Closed y9c closed 4 years ago

y9c commented 4 years ago

fix bug when query sequence is empty.

y9c commented 4 years ago
>>> edlib.align("", "test")
>>> edlib.align("bbb", "", "NW")
{'editDistance': 3, 'alphabetLength': 1, 'locations': [(None, -1)], 'cigar': None}

>>> edlib.align("bbb", "", "HW")
{'editDistance': -720667428, 'alphabetLength': 1, 'locations': [(None, -3), (None, -2), (None, -1)], 'cigar': None}

>>> edlib.align("bbb", "", "SHW")
{'editDistance': -61, 'alphabetLength': 1, 'locations': [(None, -2), (None, -1)], 'cigar': None}
Martinsos commented 4 years ago

Hi @yech1990, thanks for your contribution :)!
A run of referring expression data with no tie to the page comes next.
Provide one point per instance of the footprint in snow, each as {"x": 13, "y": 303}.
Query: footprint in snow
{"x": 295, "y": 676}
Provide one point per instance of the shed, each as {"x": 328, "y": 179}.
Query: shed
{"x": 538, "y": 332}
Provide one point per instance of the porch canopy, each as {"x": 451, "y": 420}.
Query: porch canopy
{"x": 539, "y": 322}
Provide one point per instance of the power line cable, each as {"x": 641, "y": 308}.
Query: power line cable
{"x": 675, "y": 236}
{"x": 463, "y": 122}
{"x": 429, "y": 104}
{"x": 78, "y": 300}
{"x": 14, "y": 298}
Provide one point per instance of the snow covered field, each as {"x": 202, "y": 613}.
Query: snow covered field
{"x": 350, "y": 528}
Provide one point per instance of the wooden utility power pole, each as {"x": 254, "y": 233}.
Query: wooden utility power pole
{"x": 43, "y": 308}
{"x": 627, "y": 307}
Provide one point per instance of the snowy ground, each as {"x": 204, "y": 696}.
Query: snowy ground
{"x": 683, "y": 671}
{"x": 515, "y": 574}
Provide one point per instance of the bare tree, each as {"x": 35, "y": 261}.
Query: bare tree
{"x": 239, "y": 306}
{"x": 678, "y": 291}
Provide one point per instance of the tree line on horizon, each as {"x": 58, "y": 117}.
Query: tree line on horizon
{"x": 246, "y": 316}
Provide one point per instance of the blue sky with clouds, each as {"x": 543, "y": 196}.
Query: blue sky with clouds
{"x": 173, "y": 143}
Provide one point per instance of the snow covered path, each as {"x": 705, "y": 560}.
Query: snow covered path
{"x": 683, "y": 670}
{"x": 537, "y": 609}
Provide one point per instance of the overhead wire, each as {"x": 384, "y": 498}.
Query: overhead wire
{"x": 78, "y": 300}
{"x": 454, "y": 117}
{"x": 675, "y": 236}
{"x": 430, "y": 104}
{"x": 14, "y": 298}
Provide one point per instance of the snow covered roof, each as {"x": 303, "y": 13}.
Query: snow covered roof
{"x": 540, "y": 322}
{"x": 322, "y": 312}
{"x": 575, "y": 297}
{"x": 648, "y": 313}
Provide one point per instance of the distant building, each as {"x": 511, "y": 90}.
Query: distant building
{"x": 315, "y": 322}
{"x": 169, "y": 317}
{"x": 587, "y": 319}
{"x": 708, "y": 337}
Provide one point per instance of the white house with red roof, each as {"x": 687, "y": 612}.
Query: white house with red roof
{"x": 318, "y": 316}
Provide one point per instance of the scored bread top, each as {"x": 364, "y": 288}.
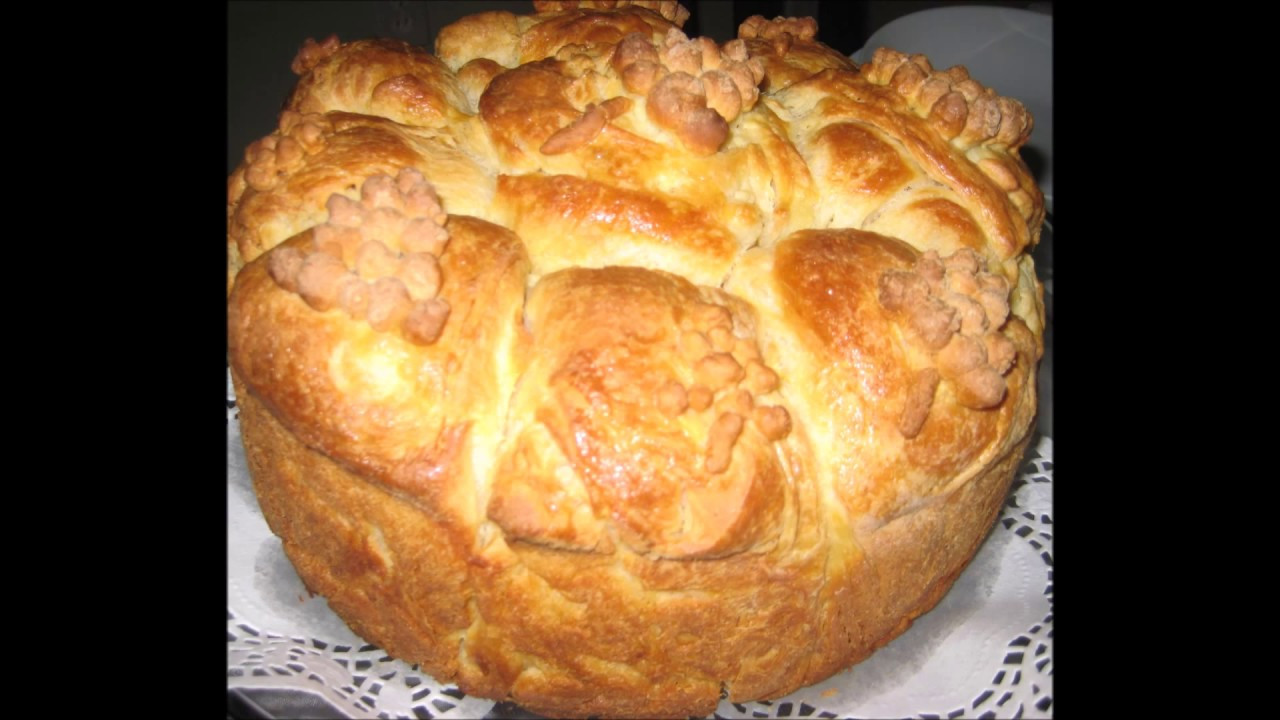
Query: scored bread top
{"x": 597, "y": 296}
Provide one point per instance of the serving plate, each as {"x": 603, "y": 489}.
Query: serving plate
{"x": 984, "y": 651}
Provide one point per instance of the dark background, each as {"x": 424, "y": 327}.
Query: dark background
{"x": 264, "y": 36}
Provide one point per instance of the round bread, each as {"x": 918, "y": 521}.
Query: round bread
{"x": 613, "y": 372}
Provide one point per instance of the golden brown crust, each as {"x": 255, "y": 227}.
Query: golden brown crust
{"x": 589, "y": 341}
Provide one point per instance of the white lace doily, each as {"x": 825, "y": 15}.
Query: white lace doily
{"x": 984, "y": 651}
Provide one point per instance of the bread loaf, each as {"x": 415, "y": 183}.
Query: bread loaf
{"x": 613, "y": 372}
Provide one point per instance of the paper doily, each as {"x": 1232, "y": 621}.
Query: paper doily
{"x": 984, "y": 651}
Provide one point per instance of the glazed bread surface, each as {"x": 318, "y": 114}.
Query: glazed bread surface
{"x": 615, "y": 372}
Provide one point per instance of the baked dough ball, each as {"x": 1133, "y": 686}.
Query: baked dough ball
{"x": 615, "y": 372}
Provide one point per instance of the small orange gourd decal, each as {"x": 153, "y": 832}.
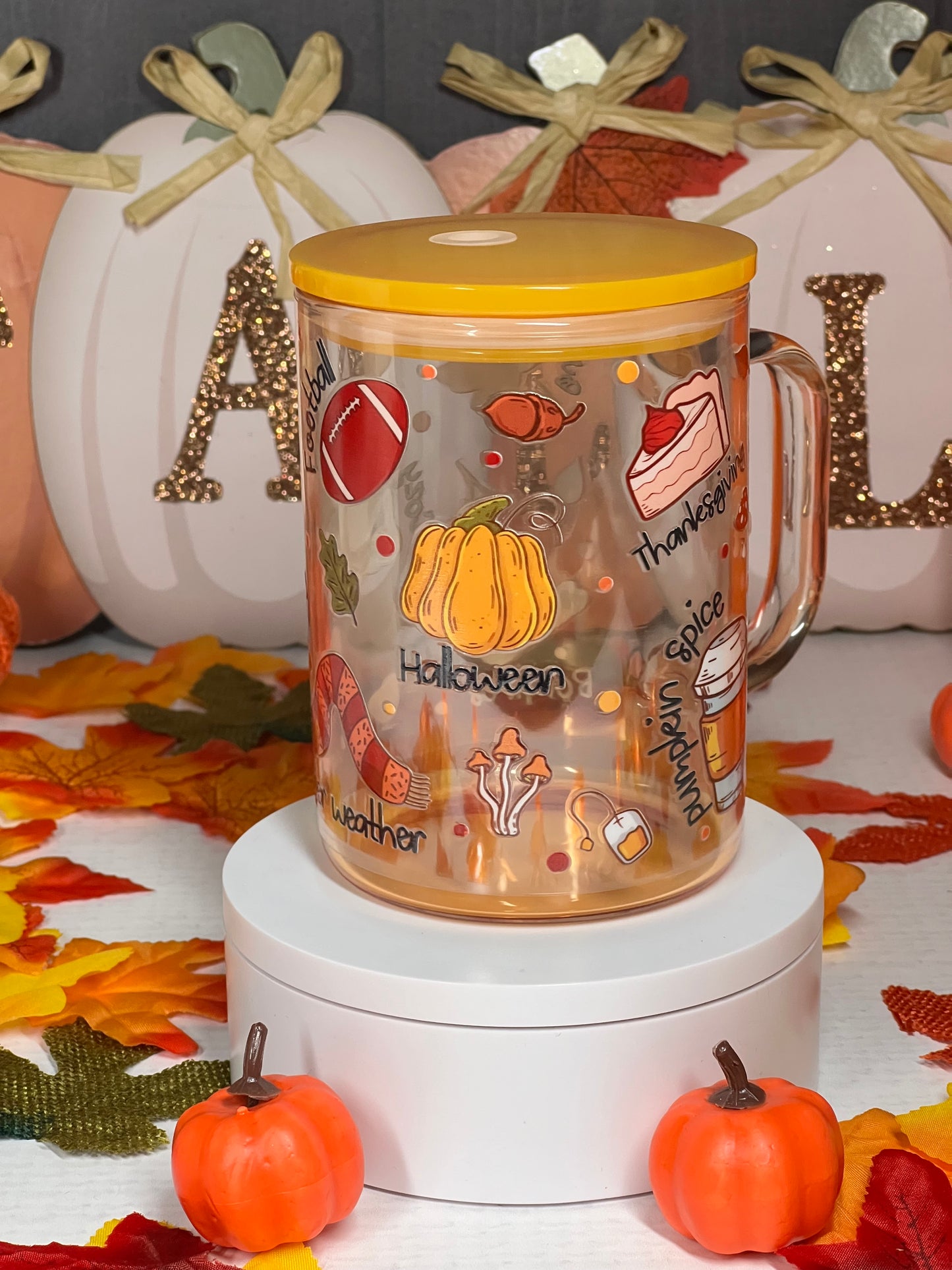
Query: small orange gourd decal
{"x": 478, "y": 586}
{"x": 271, "y": 1160}
{"x": 530, "y": 417}
{"x": 744, "y": 1167}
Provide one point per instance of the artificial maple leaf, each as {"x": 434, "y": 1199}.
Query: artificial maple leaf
{"x": 119, "y": 766}
{"x": 229, "y": 801}
{"x": 34, "y": 949}
{"x": 626, "y": 173}
{"x": 838, "y": 882}
{"x": 134, "y": 1244}
{"x": 134, "y": 1002}
{"x": 92, "y": 1104}
{"x": 903, "y": 844}
{"x": 42, "y": 993}
{"x": 92, "y": 681}
{"x": 24, "y": 837}
{"x": 237, "y": 708}
{"x": 907, "y": 1221}
{"x": 927, "y": 1014}
{"x": 768, "y": 780}
{"x": 52, "y": 880}
{"x": 190, "y": 662}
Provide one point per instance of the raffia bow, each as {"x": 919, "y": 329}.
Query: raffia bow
{"x": 311, "y": 88}
{"x": 834, "y": 119}
{"x": 22, "y": 72}
{"x": 575, "y": 112}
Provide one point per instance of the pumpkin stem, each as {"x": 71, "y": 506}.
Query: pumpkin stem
{"x": 741, "y": 1093}
{"x": 252, "y": 1083}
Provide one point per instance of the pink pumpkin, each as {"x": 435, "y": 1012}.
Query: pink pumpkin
{"x": 34, "y": 567}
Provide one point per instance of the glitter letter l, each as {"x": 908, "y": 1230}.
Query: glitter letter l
{"x": 845, "y": 297}
{"x": 253, "y": 310}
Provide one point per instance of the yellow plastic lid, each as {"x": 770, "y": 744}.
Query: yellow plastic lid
{"x": 522, "y": 264}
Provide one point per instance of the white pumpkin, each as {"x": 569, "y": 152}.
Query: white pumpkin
{"x": 858, "y": 216}
{"x": 123, "y": 323}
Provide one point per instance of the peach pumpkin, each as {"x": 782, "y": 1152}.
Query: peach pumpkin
{"x": 34, "y": 567}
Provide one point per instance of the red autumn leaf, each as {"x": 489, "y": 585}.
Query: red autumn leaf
{"x": 903, "y": 844}
{"x": 768, "y": 782}
{"x": 907, "y": 1222}
{"x": 24, "y": 837}
{"x": 53, "y": 879}
{"x": 135, "y": 1244}
{"x": 630, "y": 174}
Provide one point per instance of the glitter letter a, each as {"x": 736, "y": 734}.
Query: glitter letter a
{"x": 253, "y": 310}
{"x": 845, "y": 297}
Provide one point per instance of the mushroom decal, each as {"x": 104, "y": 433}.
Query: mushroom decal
{"x": 508, "y": 804}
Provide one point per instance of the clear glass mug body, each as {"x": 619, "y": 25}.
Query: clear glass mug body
{"x": 527, "y": 573}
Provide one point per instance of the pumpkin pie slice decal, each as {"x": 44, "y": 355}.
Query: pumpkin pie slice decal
{"x": 682, "y": 441}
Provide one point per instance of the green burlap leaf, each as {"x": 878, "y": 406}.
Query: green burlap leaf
{"x": 238, "y": 708}
{"x": 92, "y": 1104}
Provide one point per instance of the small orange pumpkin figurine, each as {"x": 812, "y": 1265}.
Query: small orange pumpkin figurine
{"x": 745, "y": 1167}
{"x": 267, "y": 1161}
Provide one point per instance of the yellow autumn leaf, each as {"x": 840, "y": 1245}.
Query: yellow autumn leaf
{"x": 34, "y": 996}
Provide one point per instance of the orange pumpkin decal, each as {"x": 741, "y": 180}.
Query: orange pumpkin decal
{"x": 745, "y": 1167}
{"x": 271, "y": 1160}
{"x": 528, "y": 417}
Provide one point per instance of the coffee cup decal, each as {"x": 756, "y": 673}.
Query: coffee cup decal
{"x": 626, "y": 832}
{"x": 721, "y": 685}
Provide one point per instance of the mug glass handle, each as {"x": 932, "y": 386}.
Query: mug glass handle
{"x": 800, "y": 504}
While you fixed the problem in Python for NW mode, modes HW and SHW need special handling, and finally problem is actually coming from C++ code, so ideally it would be fixed there.

I already started working on this fix some time ago but then put it aside and forgot about it. I hope you don't mind that, inspired by your PR, I took on this old fix-in-progress of mine and finalized it: 4ecfd34cb51b9aeef36815372fe51f543ae2903f . It fixes problem for all 3 modes (NW, SHW, HW) directly in C++, therefore also fixing it for Python. I added some tests for this, and I also published both new version of Python package and new version of C++ library.

Thanks for help with this!

y9c commented 4 years ago

Hi @Martinsos, thank your for the fix. It works perfectly now.

I realized that a check for input mode is also added into the C++ lib now, but the python module is not updated correspondingly. (It's very low priority)

>>> edlib.align("", "aabbcc", mode="other")
{'editDistance': 6, 'alphabetLength': 3, 'locations': [(None, 5)], 'cigar': None}
Martinsos commented 4 years ago

True @yech1990, we don't check if mode as given correct value! That is a good suggestion - would you mind implementing a short PR for this? Also add one test for it, as I did in my PRs (it is terrible way to define tests I know, all manual, but it was quick solution).